Tatort-Ermittlerin Henni Sieland im Einsatz: Die fiktive ALVA-Versicherung war im Dresden-Tatort zwar nicht die Mörderin, lieferte aber die Motivlage für die Täterin. © Screenshot ardmediathek.de
  • Von Lorenz Klein
  • 13.11.2017 um 11:02
artikel drucken artikel drucken
lesedauer Lesedauer: ca. 02:50 Min

Das gibt es nicht oft: Ein „Tatort“, in dem die Versicherungsbranche die Hauptrolle spielt. Wenig überraschend hingegen die Rollenverteilung: Die „böse Versicherung“ agierte als Schurke im Stück und die Mörderin gab die Rächerin der Benachteiligten. Unter anderem auf Twitter setzt sich die Branche gegen gängige Vorurteile über die vermeintlichen „Nicht-Zahler“ zur Wehr und verweist auf die eigene Leistungsstatistik.

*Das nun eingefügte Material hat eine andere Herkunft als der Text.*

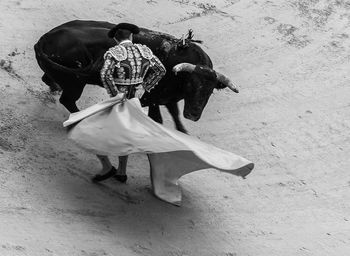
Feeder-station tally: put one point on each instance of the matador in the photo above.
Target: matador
(131, 69)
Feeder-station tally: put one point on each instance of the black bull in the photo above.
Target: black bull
(71, 55)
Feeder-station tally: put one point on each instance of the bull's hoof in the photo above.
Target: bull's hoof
(99, 177)
(121, 178)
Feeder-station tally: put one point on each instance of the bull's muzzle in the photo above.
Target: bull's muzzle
(188, 67)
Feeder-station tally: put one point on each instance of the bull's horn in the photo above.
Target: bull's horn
(226, 81)
(184, 67)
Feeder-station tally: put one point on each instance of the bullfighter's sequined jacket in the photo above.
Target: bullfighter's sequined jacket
(127, 64)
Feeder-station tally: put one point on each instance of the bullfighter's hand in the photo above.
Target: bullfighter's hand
(139, 91)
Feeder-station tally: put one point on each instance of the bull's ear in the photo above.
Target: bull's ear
(220, 85)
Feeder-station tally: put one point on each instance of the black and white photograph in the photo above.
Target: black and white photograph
(175, 128)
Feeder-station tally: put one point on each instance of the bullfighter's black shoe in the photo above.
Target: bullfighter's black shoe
(121, 178)
(99, 177)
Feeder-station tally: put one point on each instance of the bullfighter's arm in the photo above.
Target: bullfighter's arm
(156, 72)
(107, 75)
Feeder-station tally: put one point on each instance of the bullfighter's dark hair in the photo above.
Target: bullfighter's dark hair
(123, 26)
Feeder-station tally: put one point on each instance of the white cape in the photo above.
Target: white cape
(113, 127)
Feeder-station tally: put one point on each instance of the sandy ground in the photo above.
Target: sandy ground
(291, 118)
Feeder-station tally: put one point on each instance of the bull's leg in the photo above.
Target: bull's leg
(51, 83)
(107, 169)
(154, 113)
(174, 112)
(70, 95)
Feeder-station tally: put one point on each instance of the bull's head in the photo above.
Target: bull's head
(201, 83)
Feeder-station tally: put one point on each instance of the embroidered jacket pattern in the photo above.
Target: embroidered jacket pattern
(129, 64)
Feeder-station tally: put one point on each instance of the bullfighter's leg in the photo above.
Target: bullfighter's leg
(71, 93)
(107, 171)
(174, 112)
(121, 172)
(154, 113)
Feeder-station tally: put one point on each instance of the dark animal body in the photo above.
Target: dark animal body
(71, 56)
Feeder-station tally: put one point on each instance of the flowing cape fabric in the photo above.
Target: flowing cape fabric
(113, 127)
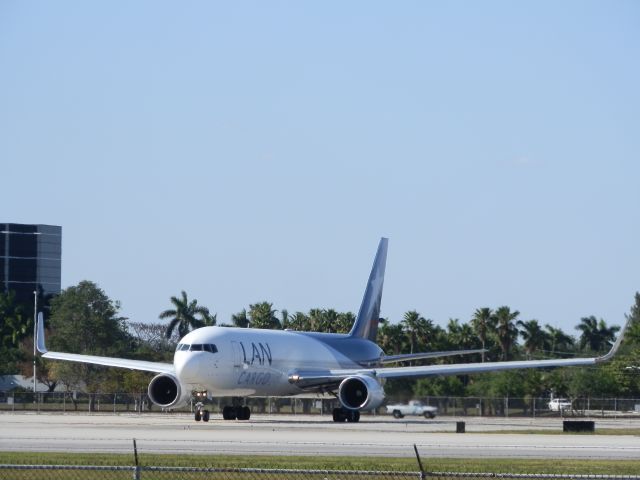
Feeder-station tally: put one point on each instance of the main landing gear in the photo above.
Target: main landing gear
(345, 415)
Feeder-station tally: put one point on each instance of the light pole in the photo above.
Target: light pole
(35, 332)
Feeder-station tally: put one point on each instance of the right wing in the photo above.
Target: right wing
(156, 367)
(330, 378)
(421, 356)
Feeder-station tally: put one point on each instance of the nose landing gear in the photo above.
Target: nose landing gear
(200, 413)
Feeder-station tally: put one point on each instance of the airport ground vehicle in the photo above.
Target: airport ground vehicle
(415, 407)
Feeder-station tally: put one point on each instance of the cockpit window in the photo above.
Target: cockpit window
(197, 347)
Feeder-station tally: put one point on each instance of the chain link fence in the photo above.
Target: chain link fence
(73, 472)
(451, 406)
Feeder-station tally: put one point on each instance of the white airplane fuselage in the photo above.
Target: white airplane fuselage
(253, 362)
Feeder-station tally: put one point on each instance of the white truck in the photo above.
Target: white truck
(559, 405)
(415, 407)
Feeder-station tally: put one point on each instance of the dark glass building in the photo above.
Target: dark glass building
(30, 259)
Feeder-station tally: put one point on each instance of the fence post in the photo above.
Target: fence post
(136, 470)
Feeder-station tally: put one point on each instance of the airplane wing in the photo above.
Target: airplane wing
(421, 356)
(309, 379)
(156, 367)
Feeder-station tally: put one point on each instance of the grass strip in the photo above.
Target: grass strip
(504, 465)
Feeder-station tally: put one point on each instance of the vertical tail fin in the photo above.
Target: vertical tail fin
(366, 324)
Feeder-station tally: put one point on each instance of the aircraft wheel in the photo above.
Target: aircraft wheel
(229, 413)
(352, 416)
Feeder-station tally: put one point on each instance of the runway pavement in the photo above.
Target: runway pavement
(311, 435)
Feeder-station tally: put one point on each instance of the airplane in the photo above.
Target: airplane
(244, 362)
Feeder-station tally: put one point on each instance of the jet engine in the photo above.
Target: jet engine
(360, 393)
(167, 392)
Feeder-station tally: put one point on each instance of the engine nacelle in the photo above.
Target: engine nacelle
(167, 392)
(360, 393)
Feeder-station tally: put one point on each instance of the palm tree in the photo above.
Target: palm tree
(558, 340)
(209, 320)
(595, 334)
(506, 331)
(412, 324)
(262, 315)
(482, 322)
(298, 321)
(535, 338)
(461, 336)
(183, 316)
(345, 322)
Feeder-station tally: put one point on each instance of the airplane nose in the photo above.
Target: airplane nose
(188, 368)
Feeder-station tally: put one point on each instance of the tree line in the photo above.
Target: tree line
(83, 319)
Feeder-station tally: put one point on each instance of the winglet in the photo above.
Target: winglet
(616, 345)
(366, 324)
(40, 335)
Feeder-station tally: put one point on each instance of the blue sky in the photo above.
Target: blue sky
(249, 151)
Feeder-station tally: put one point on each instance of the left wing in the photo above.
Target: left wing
(142, 365)
(328, 378)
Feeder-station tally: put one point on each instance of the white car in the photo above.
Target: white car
(559, 404)
(415, 407)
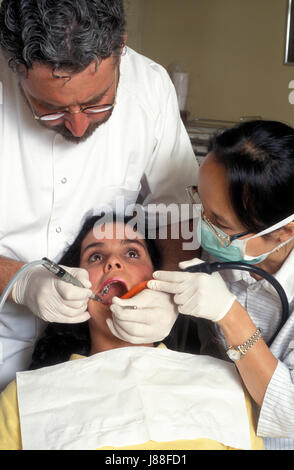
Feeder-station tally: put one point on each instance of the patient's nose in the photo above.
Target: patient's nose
(113, 263)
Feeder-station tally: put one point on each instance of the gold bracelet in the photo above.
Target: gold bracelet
(236, 353)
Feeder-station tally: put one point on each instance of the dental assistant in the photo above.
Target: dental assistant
(85, 124)
(246, 186)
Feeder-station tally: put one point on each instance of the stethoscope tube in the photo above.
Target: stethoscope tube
(210, 268)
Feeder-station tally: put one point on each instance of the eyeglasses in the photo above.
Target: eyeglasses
(94, 109)
(224, 239)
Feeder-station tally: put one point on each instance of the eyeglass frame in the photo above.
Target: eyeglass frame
(82, 109)
(224, 241)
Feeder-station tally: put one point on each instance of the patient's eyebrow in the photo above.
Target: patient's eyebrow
(136, 241)
(123, 242)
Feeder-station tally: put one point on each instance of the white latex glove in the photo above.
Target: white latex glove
(151, 321)
(52, 299)
(197, 294)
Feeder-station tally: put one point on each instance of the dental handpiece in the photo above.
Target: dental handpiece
(66, 276)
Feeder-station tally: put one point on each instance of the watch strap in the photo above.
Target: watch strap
(244, 347)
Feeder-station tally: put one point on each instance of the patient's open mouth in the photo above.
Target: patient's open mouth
(112, 288)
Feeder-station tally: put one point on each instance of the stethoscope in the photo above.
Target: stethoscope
(210, 268)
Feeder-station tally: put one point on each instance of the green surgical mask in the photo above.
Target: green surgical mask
(236, 251)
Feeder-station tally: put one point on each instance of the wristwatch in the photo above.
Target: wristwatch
(236, 353)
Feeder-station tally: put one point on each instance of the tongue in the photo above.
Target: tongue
(115, 289)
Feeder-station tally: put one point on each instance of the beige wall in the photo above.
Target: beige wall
(232, 49)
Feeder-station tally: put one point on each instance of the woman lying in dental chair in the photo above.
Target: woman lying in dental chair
(130, 397)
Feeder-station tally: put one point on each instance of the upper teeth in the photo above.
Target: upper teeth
(105, 289)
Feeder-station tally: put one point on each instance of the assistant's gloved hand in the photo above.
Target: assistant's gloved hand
(52, 299)
(152, 320)
(197, 294)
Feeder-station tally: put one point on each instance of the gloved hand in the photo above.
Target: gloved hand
(197, 294)
(151, 321)
(52, 299)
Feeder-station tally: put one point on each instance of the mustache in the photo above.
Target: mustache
(64, 131)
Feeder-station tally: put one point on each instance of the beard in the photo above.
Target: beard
(63, 130)
(67, 135)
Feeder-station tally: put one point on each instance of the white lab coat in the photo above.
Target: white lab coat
(48, 185)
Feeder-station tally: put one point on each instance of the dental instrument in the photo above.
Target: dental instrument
(65, 276)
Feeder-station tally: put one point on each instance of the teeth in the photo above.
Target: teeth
(105, 289)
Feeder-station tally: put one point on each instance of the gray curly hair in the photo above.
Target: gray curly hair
(65, 34)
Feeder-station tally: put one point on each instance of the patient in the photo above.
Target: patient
(121, 263)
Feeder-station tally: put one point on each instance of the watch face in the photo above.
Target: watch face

Da ahnte einer wohl schon das Unheil: „Für das Gemüt ist es gut, keinen Tatort zu gucken“, kommentierte Versicherungsmakler Matthias Helberg auf Twitter das Fernsehereignis vom Sonntagabend (siehe Grafik): Der jüngste Dresden-„Tatort“ widmete sich nämlich dem „strukturellen Wahnsinn der Versicherungsbranche“, wie der Versicherungsverband GDV lakonisch anmerkte. Für reichlich Emotionen war also gesorgt.

Über 90 Minuten hinweg säte „Stromberg“-Autor Ralf Husmann erhebliche Zweifel an der Zahlungsmoral der Versicherungswirtschaft in Sachen Berufsunfähigkeit (BU).

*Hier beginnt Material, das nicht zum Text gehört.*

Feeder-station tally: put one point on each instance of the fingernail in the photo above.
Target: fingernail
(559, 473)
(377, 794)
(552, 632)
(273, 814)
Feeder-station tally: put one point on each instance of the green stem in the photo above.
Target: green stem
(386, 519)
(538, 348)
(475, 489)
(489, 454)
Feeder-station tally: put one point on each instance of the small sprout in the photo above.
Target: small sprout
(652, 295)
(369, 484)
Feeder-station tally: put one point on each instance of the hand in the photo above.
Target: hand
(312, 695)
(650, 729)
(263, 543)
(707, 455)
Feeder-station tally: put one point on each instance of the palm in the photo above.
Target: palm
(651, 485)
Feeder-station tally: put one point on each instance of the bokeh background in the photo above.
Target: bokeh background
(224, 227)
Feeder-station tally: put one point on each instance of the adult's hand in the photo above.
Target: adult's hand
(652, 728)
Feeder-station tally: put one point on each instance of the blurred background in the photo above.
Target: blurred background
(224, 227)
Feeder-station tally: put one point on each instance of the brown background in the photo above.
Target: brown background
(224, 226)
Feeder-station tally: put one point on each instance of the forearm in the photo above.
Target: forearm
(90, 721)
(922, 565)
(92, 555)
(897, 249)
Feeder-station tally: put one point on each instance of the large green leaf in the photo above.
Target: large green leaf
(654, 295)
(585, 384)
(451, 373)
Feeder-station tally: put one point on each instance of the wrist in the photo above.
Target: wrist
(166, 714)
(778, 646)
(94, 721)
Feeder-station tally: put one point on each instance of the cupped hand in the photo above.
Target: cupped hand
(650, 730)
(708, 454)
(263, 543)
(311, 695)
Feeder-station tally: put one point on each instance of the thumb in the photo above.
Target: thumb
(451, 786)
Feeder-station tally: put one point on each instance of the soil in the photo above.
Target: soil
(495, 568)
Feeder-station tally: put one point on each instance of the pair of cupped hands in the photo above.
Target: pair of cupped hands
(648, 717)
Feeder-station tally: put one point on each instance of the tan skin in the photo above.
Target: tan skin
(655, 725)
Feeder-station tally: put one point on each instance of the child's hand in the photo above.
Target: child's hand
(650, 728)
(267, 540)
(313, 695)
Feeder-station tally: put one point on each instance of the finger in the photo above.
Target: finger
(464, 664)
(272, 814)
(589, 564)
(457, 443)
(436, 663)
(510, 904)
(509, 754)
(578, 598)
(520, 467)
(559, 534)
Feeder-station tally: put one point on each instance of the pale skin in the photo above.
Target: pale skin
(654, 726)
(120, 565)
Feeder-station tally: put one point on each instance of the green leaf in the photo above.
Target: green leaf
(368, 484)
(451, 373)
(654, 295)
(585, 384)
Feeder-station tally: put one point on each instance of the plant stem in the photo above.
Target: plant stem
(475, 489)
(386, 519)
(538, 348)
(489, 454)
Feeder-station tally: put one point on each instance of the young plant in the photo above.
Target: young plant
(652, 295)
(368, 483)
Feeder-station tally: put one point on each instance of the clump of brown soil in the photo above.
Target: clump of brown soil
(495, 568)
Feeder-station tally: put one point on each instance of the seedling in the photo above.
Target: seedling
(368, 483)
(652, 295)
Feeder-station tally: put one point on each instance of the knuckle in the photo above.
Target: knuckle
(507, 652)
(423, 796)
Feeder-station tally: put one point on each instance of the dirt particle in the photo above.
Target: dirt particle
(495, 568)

Als es zum Showdown kommt, erklärt die „versehentliche“ Mörderin Martina Scheuring der Ermittlerin Henni Sieland ihre Motivlage: Eigentlich wollte die ehemalige Mitarbeitern der dubiosen Versicherungsfirma ALVA dem fiesen Unternehmenschef bloß einen Denkzettel verpassen, weil ALVA seinen Kunden systematisch BU-Leistungen verweigert. Doch am Ende lag dieser tot in seinem Büro.

Scheuring wurde zur Mörderin, weil ihr schlechtes Gewissen sie plagte. Der Auslöser: Ein Kunde nahm sich in ihrem Büro das Leben, nachdem ALVA seinen Leistungsanspruch ablehnte.

Und so lautete der Dialog im Wortlaut:

Täterin Scheuring: „Heutzutage sind die schwarzen Schafe die Herde. Wissen Sie, in wie vielen Fällen die Versicherungen heutzutage bei Unfall und Berufsunfähigkeit ihre Leistung verweigern? Wissen Sie das?“

Kommissarin Sieland: „Ne, weiß ich nicht?“

Scheuring: „Raten Sie!“

Sieland: „30 Prozent?“

Scheuring: „60 Prozent! Und wissen Sie, wie viele Betroffene dagegen klagen? Nicht mal 5 Prozent. Weil Sie Schiss haben und eine Prozess erst gar nicht durchstehen würden. Die Menschen sollen endlich mal die Zusammenhänge verstehen!“

Die Zusammenhänge zu verstehen – darum bemühte sich auch der Versicherungsverband GDV, der die Aussagen des Tatorts (im passenden Jargon) kritisch kommentierte: „Einspruch! Dürftige Beweislage. Die Wahrheitsfindung in Sachsen ist unvollständig“, teilte der Verband mit.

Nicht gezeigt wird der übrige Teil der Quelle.